Tanggal 21 September 1945, para pemuda yang terhimpun dalam Pemuda
Republik Indonesia (PRI), yang dipimpinn Soemarsono, mengadakan Rapat
Raksasa di lapangan Tambaksari. Menurut catatan wartawan saat itu,
sekitar seratus lima puluh ribu orang berkumpul dalam semangat gegap
gempita. Ini jumlah yang sangat besar berbanding jumlah penduduk
Surabaya ketika itu yang sebanyak 520 ribu.
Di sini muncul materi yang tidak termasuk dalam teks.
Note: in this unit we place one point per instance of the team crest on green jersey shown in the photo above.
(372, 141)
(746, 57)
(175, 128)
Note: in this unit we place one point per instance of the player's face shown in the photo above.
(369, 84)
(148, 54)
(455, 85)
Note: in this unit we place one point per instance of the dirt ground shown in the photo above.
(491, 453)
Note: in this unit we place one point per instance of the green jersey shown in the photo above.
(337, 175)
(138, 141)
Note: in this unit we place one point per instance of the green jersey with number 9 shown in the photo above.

Mereka semua menyatakan
tekad untuk mempertahankan kemerdekaan dengan slogan “Merdeka atau
Mati!”. Dampak dari rapat raksasa ini luar biasa.
Di Jakarta, Rapat Raksasa di lapangan Ikada, 19 September 1945, juga
berhasil memobilisasi ratusan ribu massa rakyat. Namun, karena khawatir
terjadinya pertumpahan darah, Bung Karno menyerukan massa rakyat untuk
pulang dengan tenang. Berbeda halnya di Surabaya, rapat raksasa di
Tambaksari, yang telah didahului dengan insiden pengibaran bendara, juga
sebelumnya sejumlah insiden bentrokan dengan tentara Jepang, telah
mencuat jadi perjuangan fisik yang berkelanjutan. Larangan rapat raksasa
oleh Jepang tidak digubris. Bahkan kertas-kertas pengumuman dari
penguasa Jepang dirobek-robek dengan amarah oleh rakyat, dan digantikan
dengan menempel bendera merah-putih atau slogan-slogan pro Republik.
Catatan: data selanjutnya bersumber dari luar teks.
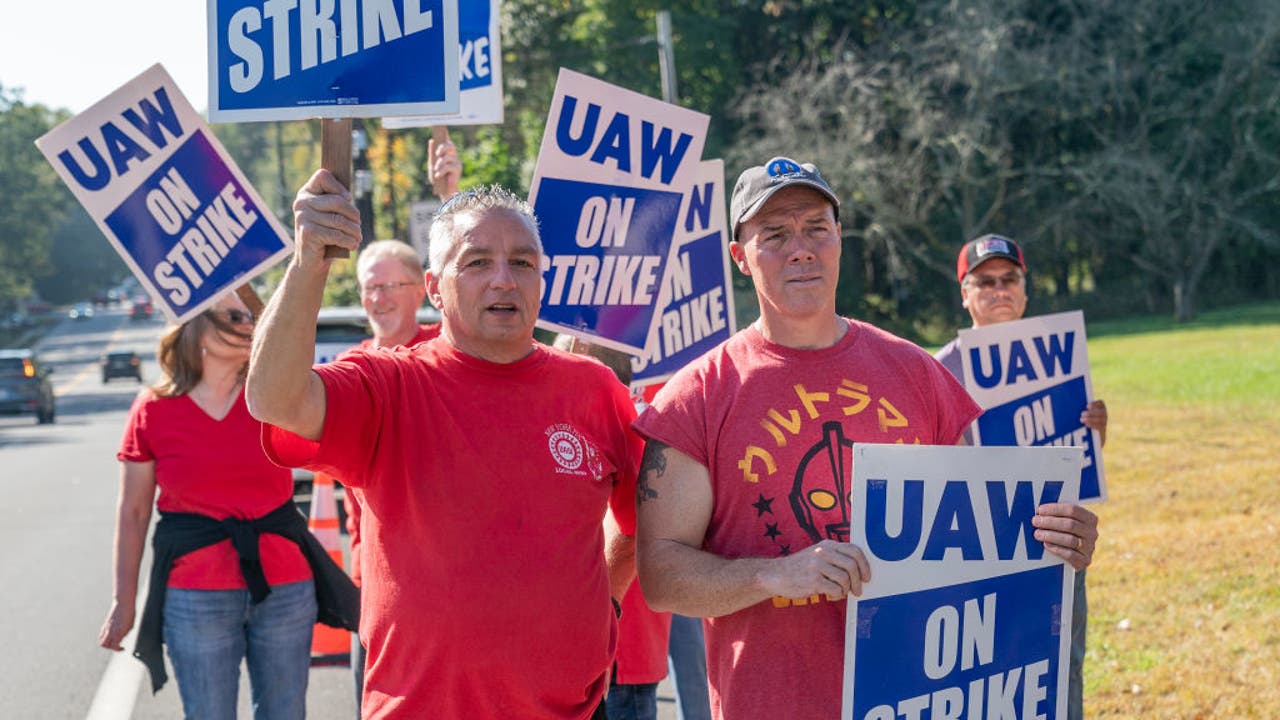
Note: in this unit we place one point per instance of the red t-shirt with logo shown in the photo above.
(484, 488)
(214, 468)
(776, 427)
Perebutan senjata dari tentara Jepang dilakukan lewat perjuangan
fisik dan negosiasi “bawah tanah”. Markas-marks pasukan Jepang dikepung
oleh pemuda dan rakyat, hingga memaksa mereka menyerahkan senjatanya. Di
beberapa tempat pengepungan ini memakan korban yang tidak sedikit, baik
dari pihak rakyat pejuang maupun tentara Jepang. Sementara negosiasi
“bawah tanah” dilakukan oleh para aktivis pergerakan dengan petinggi
militer Jepang menghasilkan sejumlah kesepakatan yang menguntungkan
pihak Republik.
Pada tanggal 1 Oktober 1945, dengan jatuhnya Markas Besar Kampetei,
kekuatan tentara Jepang dapat dikatakan telah lumpuh. Hampir seluruh
senjata sudah jatuh ke tangan rakyat Surabaya. Tanggal 5 Oktober, saat
pemerintah RI mengeluarkan dekrit pembentukan Tentara Keamanan Rakyat
(TKR), praktis kekuatan bersenjata yang riil hanya berada di tangan massa rakyat
Surabaya. Mereka adalah pemuda-pemuda kampung, tukang becak, buruh,
pedagang kecil, pelajar, bahkan kriminal yang baru dilepas dari penjara
Kalisosok, dan rakyat biasa yang terpanggil untuk turut berjuang.
Masuknya tentara Inggris ke Surabaya, tanggal 27 Oktober 1945,
semakin memanaskan situasi yang ada. Terlebih setelah tentara Inggris
menduduki pos-pos di luar kesepakatan dan melakukan sejumlah provokasi
penembakan terhadap rakyat. Sekitar dua puluh pos pasukan Inggris
dibangun secara terpisah di kota Surabaya. Pelanggaran dan provokasi ini
mendapatkan ganjarannya. Rakyat Surabaya melakukan perlawanan hebat.
Pengepungan dan pertempuran terjadi selama tiga hari, dari tanggal 28
sampai 30 Oktober. Pada hari berikutnya, Brigadir Jenderal Mallaby
terbunuh ketika menjalankan tugasnya sebagai “Biro Kontak” antara
pasukan Inggris dan Indonesia.
Tewasnya Brigjen Mallaby itu lah yang dijadikan dalih oleh Inggris
untuk mengultimatum rakyat Surabaya. Mereka menuduh pemerintah RI gagal
mengendalikan keadaan, membiarkan terjadinya perampokan dan tindakan
kriminal. Juga menuduh pemerintah RI menghalang-halangi tugas RAPWI.
Dalih. Sekali lagi hanya dalih, karena maksud politik yang sesungguhnya
dari Inggris adalah mengembalikan kekuasaan Belanda. Mayjen E. C.
Mansergh, yang menggantikan Mallaby, bahkan masih menggunakan nama
Hindia-Belanda (bukan Indonesia) ketika mengirimkan surat ancaman kepada
Gubernur Suryo (yang tidak diakuinya sebagai Gubernur).
Refleksi kekinian
Sulit membayangkan daya juang atau semangat kepahlawanan 67 tahun lalu di Surabaya itu hadir di zaman sekarang. Lalu apa saja yang bisa kita lakukan untuk kemajuan dan kedaulatan bangsa ini?